11. Uit het verweer en de toelichting op de zitting is gebleken dat het flatgebouw vanaf juli 2021 volledig leeg staat en volledig zal worden gesloopt, omdat het gebouw niet meer aan de huidige woonwensen van de gemeente voldoet en transformatie niet aan de orde is. De voor de sloop vereiste sloopmelding is op 18 oktober 2021 akkoord bevonden en daarna is de ontmanteling al gestart. Het college vindt het met het oog op de veiligheid en leefbaarheid van belang dat het flatgebouw zo snel mogelijk volledig wordt gesloopt. Bij de sloopmelding hoort een plan ten behoeve van de ‘Bereikbaarheid, Leefbaarheid, Veiligheid en Communicatie’, waaronder een sloopveiligheidstekening met daarop een sloopveiligheidszone rondom het flatgebouw om veilig te kunnen slopen. Toegelicht is dat daarbinnen de sloopwerkzaamheden feitelijk worden uitgevoerd en dat groot materieel moet kunnen manoeuvreren, zonder te worden gehinderd door obstakels, zoals bomen. Ook dient deze zone vrij van bomen te zijn om te voorkomen dat hier eventueel objecten vanaf het flatgebouw op zouden kunnen vallen. De voorzieningenrechter kan dit volgen en is van oordeel dat hiermee voldoende is onderbouwd dat inderdaad alle bomen waarvoor de omgevingsvergunning is verleend, gekapt moeten worden om een verantwoorde en veilige sloop van het flatgebouw mogelijk te maken.
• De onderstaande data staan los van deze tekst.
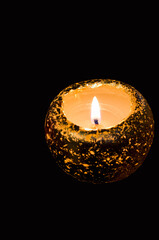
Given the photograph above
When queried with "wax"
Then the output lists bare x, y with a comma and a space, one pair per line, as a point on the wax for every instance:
102, 152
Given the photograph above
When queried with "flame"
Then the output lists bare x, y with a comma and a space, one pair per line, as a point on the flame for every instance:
95, 112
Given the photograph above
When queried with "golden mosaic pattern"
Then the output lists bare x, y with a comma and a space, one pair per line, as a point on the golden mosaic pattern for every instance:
105, 155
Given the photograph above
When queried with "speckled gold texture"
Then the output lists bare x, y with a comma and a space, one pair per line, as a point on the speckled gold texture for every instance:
104, 155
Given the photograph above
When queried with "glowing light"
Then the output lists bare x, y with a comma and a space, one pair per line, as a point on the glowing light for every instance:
95, 112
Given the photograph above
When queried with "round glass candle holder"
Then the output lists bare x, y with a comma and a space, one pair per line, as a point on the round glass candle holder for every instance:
103, 153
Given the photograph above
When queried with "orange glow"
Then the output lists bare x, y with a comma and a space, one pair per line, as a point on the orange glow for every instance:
95, 112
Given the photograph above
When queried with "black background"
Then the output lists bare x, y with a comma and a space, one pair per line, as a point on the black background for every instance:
73, 56
47, 50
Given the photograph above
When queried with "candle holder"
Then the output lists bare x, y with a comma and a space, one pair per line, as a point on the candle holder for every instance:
109, 151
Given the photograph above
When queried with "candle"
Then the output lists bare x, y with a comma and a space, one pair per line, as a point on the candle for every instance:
99, 130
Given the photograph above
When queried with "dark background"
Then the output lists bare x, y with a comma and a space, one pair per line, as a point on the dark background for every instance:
128, 64
66, 55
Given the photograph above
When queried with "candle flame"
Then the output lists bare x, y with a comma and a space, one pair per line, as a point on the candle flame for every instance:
95, 112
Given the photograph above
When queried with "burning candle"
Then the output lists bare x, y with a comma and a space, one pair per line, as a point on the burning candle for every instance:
99, 130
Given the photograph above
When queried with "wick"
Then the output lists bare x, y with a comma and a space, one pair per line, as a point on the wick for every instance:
96, 121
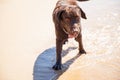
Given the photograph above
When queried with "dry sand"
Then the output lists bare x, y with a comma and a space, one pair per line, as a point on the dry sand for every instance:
27, 42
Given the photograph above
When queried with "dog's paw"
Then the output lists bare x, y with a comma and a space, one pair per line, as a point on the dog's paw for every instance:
57, 67
82, 52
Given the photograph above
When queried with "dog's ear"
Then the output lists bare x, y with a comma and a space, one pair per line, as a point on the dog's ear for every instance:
59, 15
83, 15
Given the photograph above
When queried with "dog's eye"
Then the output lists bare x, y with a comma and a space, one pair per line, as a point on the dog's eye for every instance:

12. De voorzieningenrechter komt tot het voorlopig oordeel dat zij geen aanleiding ziet de omgevingsvergunning onrechtmatig te vinden.
13. Verzoekster heeft er belang bij dat de verleende omgevingsvergunning wordt geschorst in afwachting van een eventuele beroepsprocedure, zodat er geen werkzaamheden worden verricht die onomkeerbaar zijn. Vergunninghouder heeft een belang bij het kappen van de bomen die nu in de weg staan om veilig de sloop voort te kunnen zetten.
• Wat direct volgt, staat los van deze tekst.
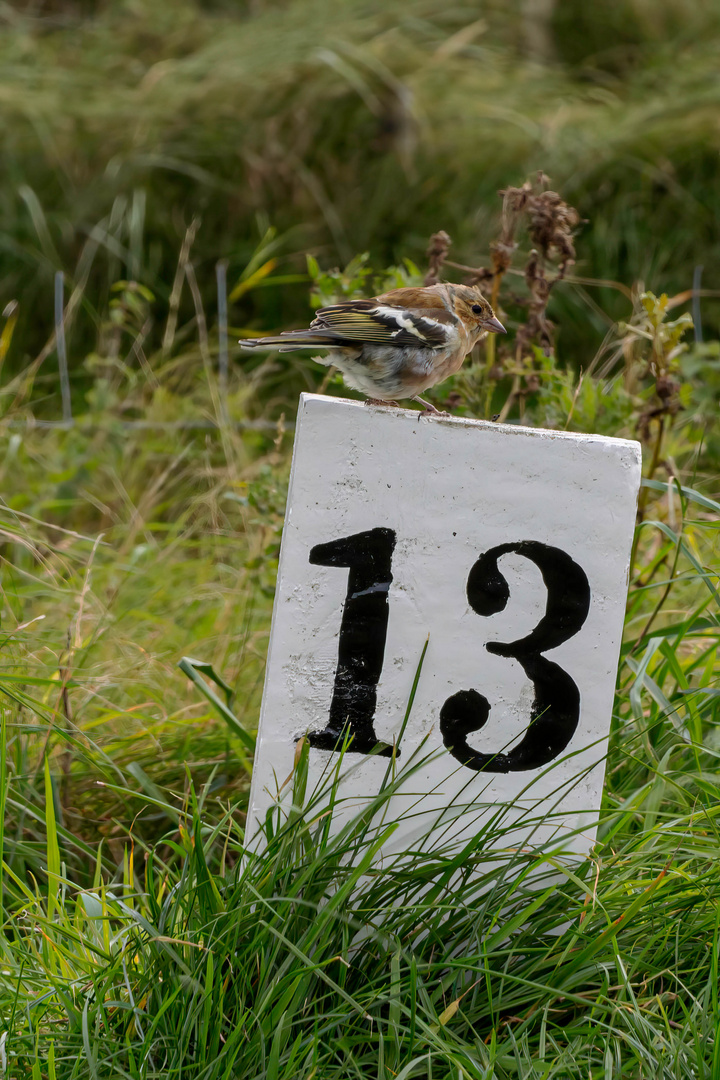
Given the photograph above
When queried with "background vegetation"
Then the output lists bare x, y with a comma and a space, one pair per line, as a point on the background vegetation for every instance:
141, 146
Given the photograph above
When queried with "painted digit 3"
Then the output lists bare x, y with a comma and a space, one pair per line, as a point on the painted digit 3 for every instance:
555, 711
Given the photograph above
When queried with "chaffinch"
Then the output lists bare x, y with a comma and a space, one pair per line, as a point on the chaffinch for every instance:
396, 345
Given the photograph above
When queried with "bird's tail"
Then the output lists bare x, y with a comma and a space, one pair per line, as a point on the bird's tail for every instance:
291, 340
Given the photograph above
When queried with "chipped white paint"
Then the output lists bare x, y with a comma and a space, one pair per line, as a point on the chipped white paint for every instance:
450, 489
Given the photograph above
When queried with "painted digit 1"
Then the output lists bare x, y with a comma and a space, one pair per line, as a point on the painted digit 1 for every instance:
555, 711
362, 642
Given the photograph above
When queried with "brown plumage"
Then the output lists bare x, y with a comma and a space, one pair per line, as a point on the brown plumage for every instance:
397, 345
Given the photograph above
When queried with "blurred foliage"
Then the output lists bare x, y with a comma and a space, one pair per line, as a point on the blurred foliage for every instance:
351, 126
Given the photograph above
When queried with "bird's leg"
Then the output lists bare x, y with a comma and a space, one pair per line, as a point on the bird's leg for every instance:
428, 408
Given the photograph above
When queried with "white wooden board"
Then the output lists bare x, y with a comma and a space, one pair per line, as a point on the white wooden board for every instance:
510, 548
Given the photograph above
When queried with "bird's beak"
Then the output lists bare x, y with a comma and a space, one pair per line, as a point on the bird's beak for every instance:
493, 325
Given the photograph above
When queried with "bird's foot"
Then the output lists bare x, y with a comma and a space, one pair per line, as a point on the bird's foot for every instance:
429, 409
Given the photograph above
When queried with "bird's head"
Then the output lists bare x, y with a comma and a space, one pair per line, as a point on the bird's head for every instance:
475, 311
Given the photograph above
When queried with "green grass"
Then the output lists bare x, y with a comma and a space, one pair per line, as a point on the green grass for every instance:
350, 126
139, 937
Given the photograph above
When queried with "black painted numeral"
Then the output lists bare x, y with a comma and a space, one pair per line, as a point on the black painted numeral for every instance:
362, 643
556, 707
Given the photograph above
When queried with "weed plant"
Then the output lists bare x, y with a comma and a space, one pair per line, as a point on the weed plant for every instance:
140, 937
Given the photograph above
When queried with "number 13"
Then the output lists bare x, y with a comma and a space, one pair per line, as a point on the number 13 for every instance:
555, 711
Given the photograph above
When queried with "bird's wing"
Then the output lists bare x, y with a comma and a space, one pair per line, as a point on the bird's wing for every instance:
381, 323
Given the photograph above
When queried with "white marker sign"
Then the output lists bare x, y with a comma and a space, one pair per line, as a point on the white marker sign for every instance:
510, 548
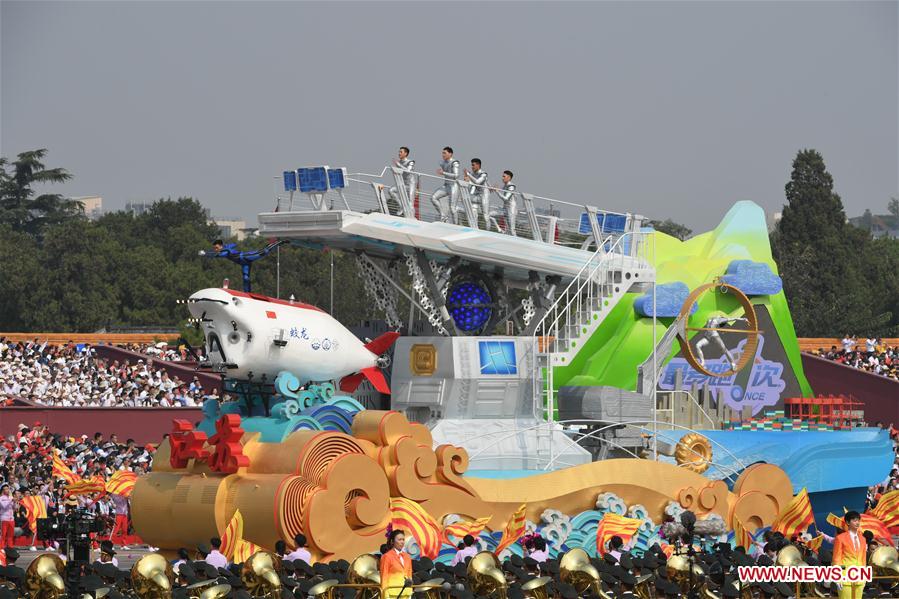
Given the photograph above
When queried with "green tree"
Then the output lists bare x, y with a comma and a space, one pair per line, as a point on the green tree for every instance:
24, 211
669, 227
824, 261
14. Gelet op het voorlopig rechtmatigheidsoordeel is in deze belangenafweging minder ruimte voor het belang van verzoekster bij het verder schorsen van de omgevingsvergunning totdat het college op het bezwaarschrift heeft beslist dan voor de belangen van de vergunninghouder bij het afwijzen van het verzoek om voorlopige voorziening.
15. Het belang van vergunninghouder bij het kunnen voortzetten van de sloopwerkzaamheden, waardoor er bomen moeten worden gekapt, weegt in dit geval naar het oordeel van de voorzieningenrechter zwaarder dan het belang van verzoekster. Zij neemt hierbij in aanmerking de toelichting van het college dat om veiligheidsredenen de vergunde bomen gekapt moeten worden. Op de zitting is daarbij aan de hand van een tekening de terreininrichting van de sloopveiligheidszone toegelicht. Daarbij is ook aan de hand van de draaireikwijdte van de mobiele toren- en telescoopkraan inzichtelijk gemaakt waarom bomen aan de andere kant van de flat vergund zijn om te kappen.
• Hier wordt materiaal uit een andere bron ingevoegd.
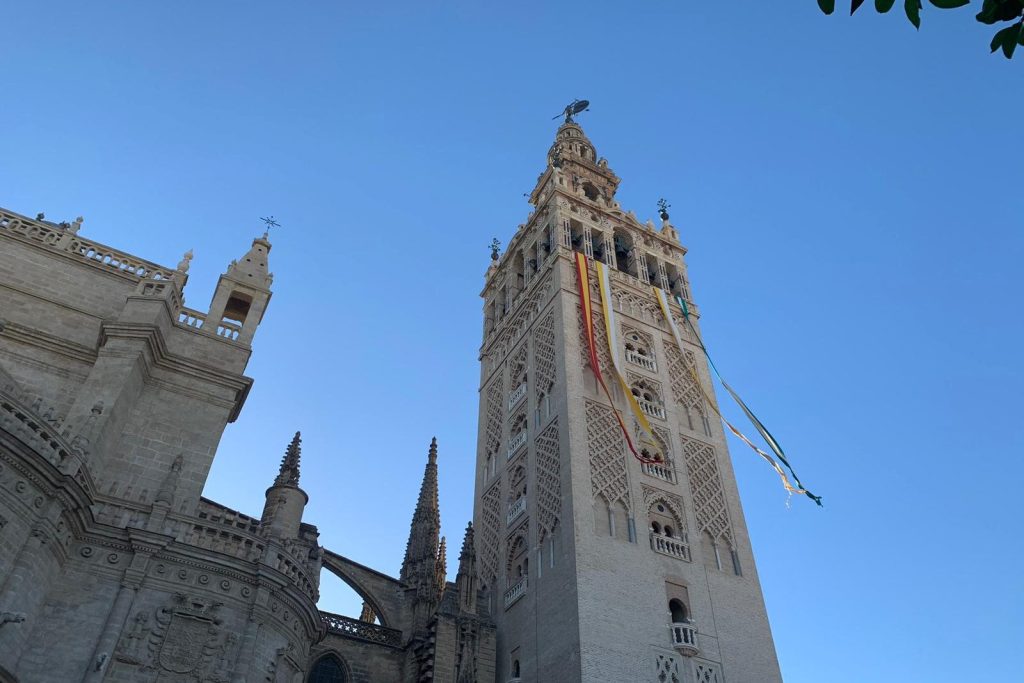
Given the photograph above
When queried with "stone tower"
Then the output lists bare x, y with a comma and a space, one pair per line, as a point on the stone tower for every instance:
599, 565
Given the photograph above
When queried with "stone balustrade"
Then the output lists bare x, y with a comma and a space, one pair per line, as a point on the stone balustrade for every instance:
33, 430
678, 548
515, 510
650, 409
665, 471
64, 239
684, 638
516, 592
517, 394
518, 441
642, 360
350, 628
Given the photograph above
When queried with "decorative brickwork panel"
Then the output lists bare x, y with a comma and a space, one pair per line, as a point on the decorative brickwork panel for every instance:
495, 416
607, 465
518, 368
491, 524
667, 669
544, 354
549, 482
681, 370
671, 501
706, 488
706, 672
600, 340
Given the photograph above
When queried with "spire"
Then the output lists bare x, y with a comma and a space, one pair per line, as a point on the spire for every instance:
573, 168
424, 536
252, 268
440, 572
465, 581
289, 473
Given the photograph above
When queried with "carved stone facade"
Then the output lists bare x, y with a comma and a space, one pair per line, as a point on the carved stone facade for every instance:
113, 567
594, 575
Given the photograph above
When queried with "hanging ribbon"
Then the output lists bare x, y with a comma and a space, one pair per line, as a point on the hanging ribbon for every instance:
611, 332
588, 326
765, 434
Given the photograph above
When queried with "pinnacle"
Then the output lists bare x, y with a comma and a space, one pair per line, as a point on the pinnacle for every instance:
288, 475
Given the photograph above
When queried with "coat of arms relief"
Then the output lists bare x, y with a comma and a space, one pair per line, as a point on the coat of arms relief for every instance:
183, 642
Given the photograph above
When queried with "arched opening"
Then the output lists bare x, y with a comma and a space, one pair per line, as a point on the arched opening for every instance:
329, 669
625, 260
679, 612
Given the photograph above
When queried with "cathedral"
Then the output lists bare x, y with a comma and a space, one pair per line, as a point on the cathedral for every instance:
607, 544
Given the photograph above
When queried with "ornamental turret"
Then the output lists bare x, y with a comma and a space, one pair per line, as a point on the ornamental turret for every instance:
422, 565
243, 294
285, 501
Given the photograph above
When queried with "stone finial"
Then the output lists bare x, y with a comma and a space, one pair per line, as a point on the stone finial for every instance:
185, 261
166, 492
289, 473
440, 572
420, 563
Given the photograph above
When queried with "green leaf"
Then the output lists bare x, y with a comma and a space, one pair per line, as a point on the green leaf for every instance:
1007, 39
912, 9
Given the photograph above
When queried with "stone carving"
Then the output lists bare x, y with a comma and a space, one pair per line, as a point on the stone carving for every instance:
685, 390
491, 523
544, 355
671, 501
607, 465
549, 483
10, 617
496, 415
707, 489
184, 638
600, 340
706, 672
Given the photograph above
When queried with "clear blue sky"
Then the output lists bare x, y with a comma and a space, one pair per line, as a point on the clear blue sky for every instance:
849, 189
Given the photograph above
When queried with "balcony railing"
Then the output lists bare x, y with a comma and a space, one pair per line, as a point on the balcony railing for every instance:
515, 592
642, 360
684, 638
517, 442
517, 394
516, 509
344, 626
650, 409
679, 548
664, 470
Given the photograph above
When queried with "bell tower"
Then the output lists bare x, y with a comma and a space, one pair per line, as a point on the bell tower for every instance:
601, 564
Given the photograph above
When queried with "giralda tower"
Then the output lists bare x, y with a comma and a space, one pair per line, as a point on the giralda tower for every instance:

16. De voorzieningenrechter kan wel het standpunt van verzoekster volgen dat het bestreden besluit een toelichting mist dat een aantal bomen gekapt moeten worden als gevolg van de mogelijkheid van vallend bouwafval vanaf de flat. Op dat punt moet het college in de bezwaarprocedure nader motiveren. Ook moet het college in de bezwaarprocedure de terreininrichting en de reikwijdte van de mobiele toren- en telescoopkraan toelichten, waardoor inzichtelijk is welke bomen om die reden gekapt moeten worden.
17. Het verzoek om voorlopige voorziening wordt afgewezen. Dat betekent dat vergunninghouder in beginsel mag doorgaan met het uitvoering geven aan besluit I. De voorzieningenrechter benadrukt hierbij dat vergunninghouder dit op eigen risico doet, zolang de verleende omgevingsvergunning nog niet onherroepelijk is.
18. Voor een proceskostenveroordeling bestaat geen aanleiding.